Após 1 ano sem analisar vetos presidenciais, o Congresso Nacional votou nesta terça-feira, dia 17, dispositivos de 34 dos 60 vetos que estavam pendentes. Na mesma sessão, foi lido o requerimento para a criação da Comissão Parlamentar Mista de Inquérito (CPMI) que vai investigar descontos ilegais nas folhas de benefício de segurados do Instituto Nacional do Seguro Social (INSS). O pedido de investigação foi apresentado pela senadora Damares Alves (Republicanos-DF) e pela deputada Coronel Fernanda (PL-MT), com as assinaturas de 223 deputados e de 36 senadores.
O número mínimo exigido para pedir a criação de uma CPI é de um terço da composição de cada Casa legislativa, o que corresponde a 171 deputados e 27 senadores. O grupo deve ser formado por 15 deputados e 15 senadores titulares, com o mesmo número de suplentes com prazo previsto de 180 dias para os trabalhos.
A partir de agora, as bancadas e blocos partidários precisam indicar os membros que farão parte para que o colegiado possa ser instalado e comece os trabalhos. A maioria dos vetos que estavam pautados se referia a projetos aprovados pelo Congresso entre 2022 e 2024 e que já ultrapassaram o prazo de 30 dias para serem decididos pelos parlamentares.
Pelas regras constitucionais, a análise de outros projetos nas sessões conjuntas deveria ser impedida até que os vetos fora de prazo fossem votados. Antes da votação, o presidente do Congresso, senador Davi Alcolumbre (União-AP), anunciou o adiamento de dispositivos presentes em 31 dos 60 vetos que estavam na pauta.
“Nós teremos, teoricamente, até o dia 17 de julho para fazermos mais uma sessão do Congresso e iniciarmos o recesso parlamentar. (…) A decisão desta Presidência é que nós possamos fazer e sanar todos os vetos que estão na Ordem do Dia na próxima sessão.” Disse Davi Alcolumbre.

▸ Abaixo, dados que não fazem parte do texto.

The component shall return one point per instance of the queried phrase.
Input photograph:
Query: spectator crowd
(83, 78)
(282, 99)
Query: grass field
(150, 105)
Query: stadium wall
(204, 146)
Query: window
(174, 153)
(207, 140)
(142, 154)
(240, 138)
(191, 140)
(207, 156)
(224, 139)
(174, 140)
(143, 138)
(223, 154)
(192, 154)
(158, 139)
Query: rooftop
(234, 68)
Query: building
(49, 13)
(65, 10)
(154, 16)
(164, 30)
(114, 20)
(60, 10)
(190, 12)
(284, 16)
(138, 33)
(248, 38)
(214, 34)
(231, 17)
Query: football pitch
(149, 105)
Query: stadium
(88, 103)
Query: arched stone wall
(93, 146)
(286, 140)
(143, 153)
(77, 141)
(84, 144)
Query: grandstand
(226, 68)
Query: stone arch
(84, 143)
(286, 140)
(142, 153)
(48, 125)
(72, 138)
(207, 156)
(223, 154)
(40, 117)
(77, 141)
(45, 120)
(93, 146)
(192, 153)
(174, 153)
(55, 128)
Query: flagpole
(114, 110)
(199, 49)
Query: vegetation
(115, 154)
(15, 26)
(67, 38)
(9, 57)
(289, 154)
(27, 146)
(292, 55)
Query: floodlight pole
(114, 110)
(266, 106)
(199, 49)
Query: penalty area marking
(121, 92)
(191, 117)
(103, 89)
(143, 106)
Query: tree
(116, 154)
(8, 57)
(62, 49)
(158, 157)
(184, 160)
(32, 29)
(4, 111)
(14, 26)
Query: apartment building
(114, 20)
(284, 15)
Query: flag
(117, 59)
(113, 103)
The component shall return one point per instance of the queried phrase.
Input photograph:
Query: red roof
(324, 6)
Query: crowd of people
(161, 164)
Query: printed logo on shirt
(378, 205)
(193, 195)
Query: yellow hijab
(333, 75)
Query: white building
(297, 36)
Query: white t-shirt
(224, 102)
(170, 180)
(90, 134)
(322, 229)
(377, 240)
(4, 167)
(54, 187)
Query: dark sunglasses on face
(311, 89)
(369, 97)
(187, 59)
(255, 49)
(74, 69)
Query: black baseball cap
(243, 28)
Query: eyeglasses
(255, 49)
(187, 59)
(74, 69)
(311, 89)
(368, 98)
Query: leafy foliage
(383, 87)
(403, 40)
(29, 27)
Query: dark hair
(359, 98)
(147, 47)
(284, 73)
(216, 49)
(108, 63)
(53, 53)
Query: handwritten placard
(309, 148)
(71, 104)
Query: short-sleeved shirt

Os parlamentares também devolveram os fundos de investimentos privados e fundos patrimoniais à lista de não-contribuintes dos novos impostos sobre o consumo — o IBS e a CBS —, instituídos na reforma tributária (Lei Complementar 214). Isso ocorreu com a rejeição de parte dos vetos à regulamentação da reforma tributária (VET 7/2025).

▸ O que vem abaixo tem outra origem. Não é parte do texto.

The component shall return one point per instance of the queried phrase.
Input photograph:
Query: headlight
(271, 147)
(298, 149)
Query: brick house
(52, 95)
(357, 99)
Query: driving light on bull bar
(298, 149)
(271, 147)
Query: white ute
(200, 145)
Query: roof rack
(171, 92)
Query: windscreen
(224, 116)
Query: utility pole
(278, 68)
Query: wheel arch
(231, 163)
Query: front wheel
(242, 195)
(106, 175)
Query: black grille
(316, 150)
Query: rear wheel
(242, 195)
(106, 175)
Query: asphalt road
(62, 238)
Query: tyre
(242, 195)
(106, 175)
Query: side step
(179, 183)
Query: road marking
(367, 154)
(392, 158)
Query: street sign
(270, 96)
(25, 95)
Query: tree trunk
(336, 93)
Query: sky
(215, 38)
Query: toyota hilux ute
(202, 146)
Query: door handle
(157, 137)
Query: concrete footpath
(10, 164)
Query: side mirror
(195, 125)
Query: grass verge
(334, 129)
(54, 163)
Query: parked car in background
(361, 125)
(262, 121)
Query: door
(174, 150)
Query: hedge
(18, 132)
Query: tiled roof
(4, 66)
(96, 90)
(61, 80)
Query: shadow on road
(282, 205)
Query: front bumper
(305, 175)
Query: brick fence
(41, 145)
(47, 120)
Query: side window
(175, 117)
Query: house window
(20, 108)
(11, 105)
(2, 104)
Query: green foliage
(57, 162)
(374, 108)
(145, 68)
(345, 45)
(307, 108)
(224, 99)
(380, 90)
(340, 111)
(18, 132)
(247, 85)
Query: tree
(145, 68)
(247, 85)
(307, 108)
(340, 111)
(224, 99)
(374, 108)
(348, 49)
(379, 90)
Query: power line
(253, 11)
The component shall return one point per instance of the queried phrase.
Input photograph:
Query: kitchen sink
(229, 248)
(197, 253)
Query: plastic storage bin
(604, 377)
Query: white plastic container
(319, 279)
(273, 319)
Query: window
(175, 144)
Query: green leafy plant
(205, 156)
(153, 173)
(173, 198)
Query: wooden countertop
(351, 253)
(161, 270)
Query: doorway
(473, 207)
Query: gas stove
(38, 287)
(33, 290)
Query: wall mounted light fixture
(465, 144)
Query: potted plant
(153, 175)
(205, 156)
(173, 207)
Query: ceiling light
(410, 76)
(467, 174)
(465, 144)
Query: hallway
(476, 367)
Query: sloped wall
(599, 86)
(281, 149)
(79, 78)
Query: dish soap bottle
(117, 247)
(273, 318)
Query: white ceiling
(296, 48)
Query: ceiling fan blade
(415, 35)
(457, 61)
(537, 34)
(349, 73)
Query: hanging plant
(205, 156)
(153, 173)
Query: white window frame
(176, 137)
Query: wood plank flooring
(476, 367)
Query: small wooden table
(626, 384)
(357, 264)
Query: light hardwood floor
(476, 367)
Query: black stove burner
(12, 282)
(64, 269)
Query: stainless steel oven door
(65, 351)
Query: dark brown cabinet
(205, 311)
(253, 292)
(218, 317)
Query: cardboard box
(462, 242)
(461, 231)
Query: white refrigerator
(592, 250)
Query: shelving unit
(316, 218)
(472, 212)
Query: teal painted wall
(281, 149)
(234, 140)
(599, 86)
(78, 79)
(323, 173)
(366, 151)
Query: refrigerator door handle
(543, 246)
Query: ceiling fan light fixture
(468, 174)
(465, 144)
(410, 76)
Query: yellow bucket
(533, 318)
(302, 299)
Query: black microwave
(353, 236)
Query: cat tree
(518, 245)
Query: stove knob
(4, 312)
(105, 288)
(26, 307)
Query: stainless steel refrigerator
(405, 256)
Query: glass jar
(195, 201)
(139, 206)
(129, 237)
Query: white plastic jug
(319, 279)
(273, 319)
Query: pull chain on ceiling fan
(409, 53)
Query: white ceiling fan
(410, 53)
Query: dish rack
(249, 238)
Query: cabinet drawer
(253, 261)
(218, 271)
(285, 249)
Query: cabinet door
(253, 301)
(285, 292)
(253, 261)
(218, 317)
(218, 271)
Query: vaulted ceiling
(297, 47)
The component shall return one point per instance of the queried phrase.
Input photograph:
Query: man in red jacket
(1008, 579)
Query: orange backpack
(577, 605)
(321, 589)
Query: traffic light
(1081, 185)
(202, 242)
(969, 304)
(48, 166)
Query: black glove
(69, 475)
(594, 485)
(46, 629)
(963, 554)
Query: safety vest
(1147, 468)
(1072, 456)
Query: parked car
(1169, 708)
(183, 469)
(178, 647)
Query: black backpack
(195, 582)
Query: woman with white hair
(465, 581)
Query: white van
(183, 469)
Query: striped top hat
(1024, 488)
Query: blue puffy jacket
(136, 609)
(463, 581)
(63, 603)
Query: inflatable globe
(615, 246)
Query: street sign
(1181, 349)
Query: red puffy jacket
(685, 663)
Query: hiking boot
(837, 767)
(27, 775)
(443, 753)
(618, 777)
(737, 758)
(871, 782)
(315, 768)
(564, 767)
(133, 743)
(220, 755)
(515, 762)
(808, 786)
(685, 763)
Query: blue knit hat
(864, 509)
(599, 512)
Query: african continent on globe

Ademais, os parlamentares também concordaram com a decisão de acabar com divisão dos animais em categorias na Lei 15.046, de 2024, que criou o Cadastro Nacional de Animais Domésticos. Foi mantido o VET 40/2024 a dispositivos que dividiam os animais em domésticos e de entretenimento. Para o governo, a inclusão dessa categoria destoava do escopo geral da lei, que trata apenas dos animais de estimação.